NOTES TO CONDENSED INTERIM CONSOLIDATED FINANCIAL STATEMENTS
For the three and six months ended June 30, 2025
(in thousands of Canadian dollars, except share amounts and where indicated)
sale, which can be increased to 9.99% upon mutual agreement. The agreement also limits our sale of common shares to 19.99% of our total outstanding common shares as at the date that the share purchase agreement was entered into, unless and until we have obtained shareholder approval under applicable Nasdaq rules. Subject to the terms of the agreement, we have sole discretion over the timing and amount of all common share sales. We issued an initial commitment fee of 816,326 common shares at the execution of the agreement. An additional 816,326 common shares will be issued on a pro rata basis upon the delivery of purchase notices as an additional commitment fee.
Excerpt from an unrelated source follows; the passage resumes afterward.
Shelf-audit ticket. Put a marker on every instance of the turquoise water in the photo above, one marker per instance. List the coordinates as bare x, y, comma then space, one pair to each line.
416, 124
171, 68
During the six months ended June 30, 2025, we sold 6,650,000 common shares for gross proceeds of $3,233 (US$2,348) at an average price of $0.49 (US$0.35). We also issued 816,326 initial commitment and 95,826 additional commitment shares fair valued at $608 (US$435). In total, we incurred share issue costs (including the initial commitment and additional commitment fees) of $759. On August 8, 2025, we voluntarily delisted from the TSX, effective August 22, 2025, causing us to terminate the share purchase agreement (see note 16).